Belly Laughs: Why Giving Birth is Nothing Like a Marathon
People often say giving birth is like running a marathon. Those people either don’t run, never had a baby, or they enjoy messing with pregnant women. I’ve run six marathons, completed two Ironman triathlons, and I’ve given birth to two babies minus pain meds. I think it’s fair to say I’m an expert when it comes to the running/birthing comparison. Trust me, they have nothing in common.
You can train for a race. You can’t train to give birth.
No matter what anyone has told you, nothing feels like having a baby except actually having a baby. During my first pregnancy, I kicked my swollen feet up and pored over stacks of birth-related books. I interrogated every mother I knew about her labor. I bought special perineal massage oils so my husband could stretch me out, um, down there, to get my body ready for the real thing. I’d like to punch whoever came up with that idea. Just, no. This makes as much sense as giving a pie-eating contestant a few petit fours as a training exercise.

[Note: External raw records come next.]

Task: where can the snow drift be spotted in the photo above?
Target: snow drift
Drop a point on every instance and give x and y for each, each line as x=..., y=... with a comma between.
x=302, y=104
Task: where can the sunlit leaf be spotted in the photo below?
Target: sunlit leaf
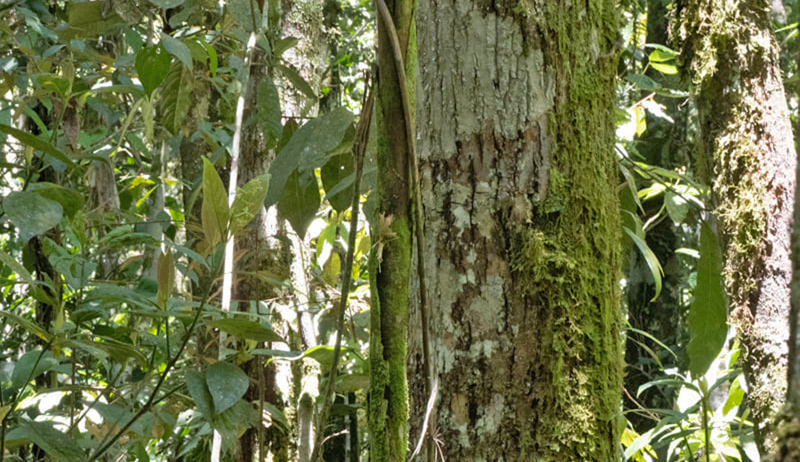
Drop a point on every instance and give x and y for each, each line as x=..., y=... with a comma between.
x=32, y=213
x=297, y=80
x=307, y=149
x=248, y=202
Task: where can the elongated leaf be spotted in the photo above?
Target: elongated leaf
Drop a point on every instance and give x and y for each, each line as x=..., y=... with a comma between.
x=152, y=64
x=339, y=168
x=176, y=97
x=227, y=384
x=32, y=213
x=650, y=258
x=269, y=109
x=298, y=81
x=215, y=212
x=196, y=383
x=71, y=201
x=177, y=49
x=708, y=314
x=59, y=446
x=22, y=274
x=307, y=149
x=246, y=329
x=300, y=200
x=30, y=326
x=36, y=143
x=166, y=278
x=30, y=365
x=248, y=202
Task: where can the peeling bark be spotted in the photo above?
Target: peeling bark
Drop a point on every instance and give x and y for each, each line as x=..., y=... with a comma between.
x=522, y=226
x=748, y=152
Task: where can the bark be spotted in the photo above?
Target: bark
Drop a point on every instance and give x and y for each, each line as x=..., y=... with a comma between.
x=748, y=154
x=522, y=224
x=391, y=263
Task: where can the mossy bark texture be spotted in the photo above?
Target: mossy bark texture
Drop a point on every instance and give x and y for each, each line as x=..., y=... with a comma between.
x=748, y=154
x=391, y=265
x=516, y=142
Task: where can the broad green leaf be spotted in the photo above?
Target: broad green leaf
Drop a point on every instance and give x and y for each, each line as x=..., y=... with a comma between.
x=307, y=149
x=338, y=169
x=30, y=365
x=71, y=201
x=668, y=69
x=298, y=81
x=23, y=275
x=32, y=213
x=708, y=315
x=677, y=207
x=246, y=329
x=269, y=109
x=215, y=212
x=152, y=64
x=177, y=49
x=300, y=200
x=284, y=44
x=650, y=258
x=227, y=384
x=660, y=55
x=36, y=143
x=248, y=202
x=59, y=446
x=196, y=383
x=176, y=97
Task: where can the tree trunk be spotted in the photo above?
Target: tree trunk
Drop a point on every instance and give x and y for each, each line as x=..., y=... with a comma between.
x=516, y=139
x=391, y=262
x=748, y=153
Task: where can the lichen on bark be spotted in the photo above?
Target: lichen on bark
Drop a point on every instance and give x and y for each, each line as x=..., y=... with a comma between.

The race course is marked. The course of your labor is not.
Every race–whether it’s a marathon or a 5k, has a beginning, a middle, and an end. You know roughly how long it will take to reach each mile marker. The course of labor, on the other hand, is about as straightforward as a game of Candyland. You could be having contractions for days and be only a couple centimeters dilated. Or you could have a few painful contractions and squeeze a baby out an hour later. Seriously. My neighbor woke up in the middle of the night with a cramp and she was barely out of her pants before she gave birth in an ambulance.
You can quit a marathon. You can’t quit childbirth.
While you’re running a race, you might see spectators holding signs that say things like “Quitting is Not an Option.” They are wrong. Quitting is totally an option. All you have to do is step off the course and get an Uber. Childbirth, as the name suggests, is not over until a child is born. Whether drugs, forceps, incense, scalpels, or prayer beads help you get that baby out, you’re not done until a baby emerges.
Crowds are awesome at a marathon. They are not awesome at a birth.
I don’t know about you, but I can hardly relax enough to poop in a public bathroom. “I really think I could get this thing done on the next push, if only there were a few more medical-type people in here, staring at my crotch, waiting for me to have a baby!” said no one, ever. And if the thrill of having an audience wasn’t enough, you also have the pleasure of rocking a one-size-fits-no-one hospital gown.
Yes, running and having babies both cause you to use your body in ways you didn’t expect. Both have the potential to make you puke. Being able to persevere through either one is certainly something you will be proud of forever. I get why people are quick to compare the two. But after a race, you can kick your feet up and rest. Once you have a baby, you realize the hard work has only just begun.